Ter voorbereiding van de boring wordt de boorlocatie geïnspecteerd en eventueel geprepareerd (NOGEPA, 2001). Dit bestaat uit het vlak maken van de zeebodem voor de boorinstallatie en het verwijderen van eventuele obstakels die hinder of gevaar kunnen opleveren. Nadat zowel de installatie als de locatie gereed zijn, wordt de installatie met ingetrokken poten door sleepboten naar de boorlocatie gebracht. Ter plaatse moet de installatie gefixeerd worden. Dit gebeurt door de drie of vier (in sommige gevallen zes) poten op de zeebodem neer te laten en vervolgens te verankeren (NOGEPA, 2001). Afhankelijk van de stabiliteit van de zeebodem, zullen de poten van het platform ongeveer 2-5 meter diep de zeebodem binnendringen. De poten hebben elk een oppervlakte (‘voetafdruk’) van 15 x 15 m (Elf Petroland et al., 2000). Het dek wordt langs de poten tot ongeveer 20 meter boven de waterspiegel opgevijzeld (NOGEPA, 2001). Indien een extra ponton voor additionele opslag wordt gebruikt, wordt dit eveneens doelmatig verankerd. Bij geringe waterdiepte en /of hoge stroomsnelheden kan het nodig zijn verzwaringmateriaal (veelal grind) te storten om het wegspoelen van zand (erosie) rond de poten van het platform tegen te gaan. Voordat met het boren wordt begonnen, wordt op de plaats van de put een zware metalen buis met een grote diameter enkele tientallen meters de grond in geheid of geboord. Deze buis -de ‘conductor’- dient onder meer voor de stabiliteit van het ondiepe boorgat en ter

bescherming van de diepere grondwater lagen onder de zeebodem en het zeewater. Binnen de conductor wordt de eigenlijke boring uitgevoerd.

Het boren vindt plaats in een continu rooster (dwz is een continu proces). Afhankelijk van de diepte, de gesteentes en de grootte van de put kan de boring 3 tot ongeveer 14 weken in beslag nemen (NOGEPA, 2001).

Zoals eerder vermeld, wordt het eigenlijke boren binnen een conductor pijp uitgevoerd. Het boren vindt plaats met een boorbeitel die aan de onderkant van een buizenserie is bevestigd. De buizenserie draait rond en de beitel vermaalt het gesteente tot gruis. Met de diepte van het gat neemt ook de lengte van de buizenserie toe.

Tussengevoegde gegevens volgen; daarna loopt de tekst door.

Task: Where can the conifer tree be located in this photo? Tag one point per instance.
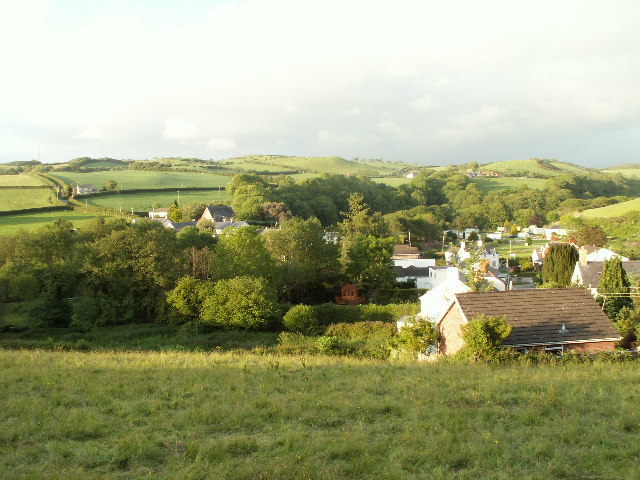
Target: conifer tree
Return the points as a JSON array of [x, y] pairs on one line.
[[559, 263], [613, 288]]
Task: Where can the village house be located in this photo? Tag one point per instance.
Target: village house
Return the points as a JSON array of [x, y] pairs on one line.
[[84, 189], [159, 213], [587, 274], [550, 320]]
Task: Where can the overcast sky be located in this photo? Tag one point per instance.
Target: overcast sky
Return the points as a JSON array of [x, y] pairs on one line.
[[432, 82]]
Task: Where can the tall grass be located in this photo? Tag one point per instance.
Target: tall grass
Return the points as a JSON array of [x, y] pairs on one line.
[[239, 416]]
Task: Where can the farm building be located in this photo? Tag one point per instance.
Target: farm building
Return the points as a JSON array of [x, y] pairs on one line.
[[550, 320]]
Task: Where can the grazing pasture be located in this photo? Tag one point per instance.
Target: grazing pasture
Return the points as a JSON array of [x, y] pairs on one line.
[[617, 210], [137, 179], [22, 180], [11, 224], [20, 198], [146, 201], [177, 415]]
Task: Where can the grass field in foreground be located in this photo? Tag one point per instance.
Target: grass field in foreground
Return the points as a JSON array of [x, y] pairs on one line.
[[147, 201], [135, 179], [20, 198], [617, 210], [11, 224], [19, 180], [176, 415]]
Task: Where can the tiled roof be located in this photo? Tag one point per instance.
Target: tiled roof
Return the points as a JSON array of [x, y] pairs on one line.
[[411, 271], [405, 250], [537, 316], [592, 270]]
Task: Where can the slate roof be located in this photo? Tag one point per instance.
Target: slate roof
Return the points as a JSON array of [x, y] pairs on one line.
[[591, 271], [411, 271], [537, 316]]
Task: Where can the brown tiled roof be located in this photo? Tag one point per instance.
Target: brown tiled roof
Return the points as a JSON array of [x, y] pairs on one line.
[[537, 316], [592, 270], [405, 250], [411, 271]]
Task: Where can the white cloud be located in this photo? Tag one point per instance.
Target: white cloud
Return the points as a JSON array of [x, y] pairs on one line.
[[423, 103], [181, 130], [221, 143]]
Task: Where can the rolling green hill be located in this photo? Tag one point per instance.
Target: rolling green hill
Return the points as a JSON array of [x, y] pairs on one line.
[[617, 210], [534, 166]]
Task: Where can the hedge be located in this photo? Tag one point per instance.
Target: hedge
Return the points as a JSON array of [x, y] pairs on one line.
[[329, 313]]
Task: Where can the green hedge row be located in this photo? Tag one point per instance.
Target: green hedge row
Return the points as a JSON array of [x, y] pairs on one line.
[[329, 313]]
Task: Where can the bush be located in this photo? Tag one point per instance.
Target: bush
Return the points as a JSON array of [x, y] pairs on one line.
[[329, 345], [301, 319], [416, 337], [241, 302], [360, 330]]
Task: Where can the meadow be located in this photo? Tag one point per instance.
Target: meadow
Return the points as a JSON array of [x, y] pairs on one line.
[[11, 224], [488, 184], [179, 415], [146, 201], [136, 179], [617, 210], [20, 198], [21, 180]]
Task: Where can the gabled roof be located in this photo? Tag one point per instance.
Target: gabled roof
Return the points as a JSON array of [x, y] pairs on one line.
[[590, 272], [537, 316], [218, 212], [411, 271]]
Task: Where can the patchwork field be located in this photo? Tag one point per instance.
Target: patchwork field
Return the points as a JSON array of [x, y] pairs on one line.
[[11, 224], [176, 415], [146, 201], [136, 179], [22, 180], [617, 210], [487, 184], [19, 198]]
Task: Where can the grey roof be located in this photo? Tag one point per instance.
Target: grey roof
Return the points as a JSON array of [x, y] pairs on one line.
[[537, 316], [591, 271], [411, 271], [218, 212]]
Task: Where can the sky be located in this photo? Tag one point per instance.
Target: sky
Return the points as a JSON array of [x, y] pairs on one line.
[[431, 82]]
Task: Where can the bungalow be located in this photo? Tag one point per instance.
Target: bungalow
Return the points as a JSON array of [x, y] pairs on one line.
[[217, 213], [405, 251], [542, 320], [84, 189], [159, 213]]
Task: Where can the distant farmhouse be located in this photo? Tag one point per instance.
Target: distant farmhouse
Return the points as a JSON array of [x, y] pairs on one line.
[[84, 189]]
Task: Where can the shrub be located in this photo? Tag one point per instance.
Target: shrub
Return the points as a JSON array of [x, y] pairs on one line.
[[329, 345], [417, 336], [241, 302], [360, 330], [483, 336], [301, 319]]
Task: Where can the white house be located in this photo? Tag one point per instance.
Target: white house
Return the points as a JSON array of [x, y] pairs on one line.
[[159, 213]]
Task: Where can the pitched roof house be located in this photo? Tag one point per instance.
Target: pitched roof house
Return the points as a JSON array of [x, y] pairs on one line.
[[217, 213], [587, 274], [550, 320]]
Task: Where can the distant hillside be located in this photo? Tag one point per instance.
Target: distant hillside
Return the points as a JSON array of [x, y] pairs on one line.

Om te voorkomen dat het boorgat instort, wordt het gat ‘verbuisd’ door stalen bekledingsbuizen (casings) met cement aan de boorgatwand vast te zetten. Bovendien wordt op die manier de drukbestendigheid van de put gewaarborgd en worden grondwaterlagen beschermd tegen

verontreinigingen. De buitenste verbuizing (conductor) dient tevens als fundering voor de putafsluiters. Nadat de laatste verbuizing is gecementeerd, wordt de put afgewerkt.

Voor het transport van het te winnen olie of gas naar de oppervlakte, wordt een ‘productieverbuizing’ ingelaten. Boven in het boorgat worden veiligheidsafsluiters aangebracht die op elk gewenst moment, op afstand bediend, gesloten kunnen worden.

Tijdens het boren wordt boorspoelingvloeistof door de boorpijpen naar beneden gepompt waarmee de door de boorbeitel verbrijzelde bodembestanddelen naar de oppervlakte wordt vervoerd (NOGEPA, 2001). Deze vloeistof zorgt daarnaast voor o.a. koeling en smering van de beitel. Wanneer de

boorspoeling uit het boorgat komt, wordt deze door schudzeven ontdaan van boorgruis. De afgescheiden boorspoeling wordt gereconditioneerd en opnieuw gebruikt. Er bestaan diverse soorten boorspoeling (NOGEPA, 2001):

− Boorspoeling op waterbasis (WBM = water based mud)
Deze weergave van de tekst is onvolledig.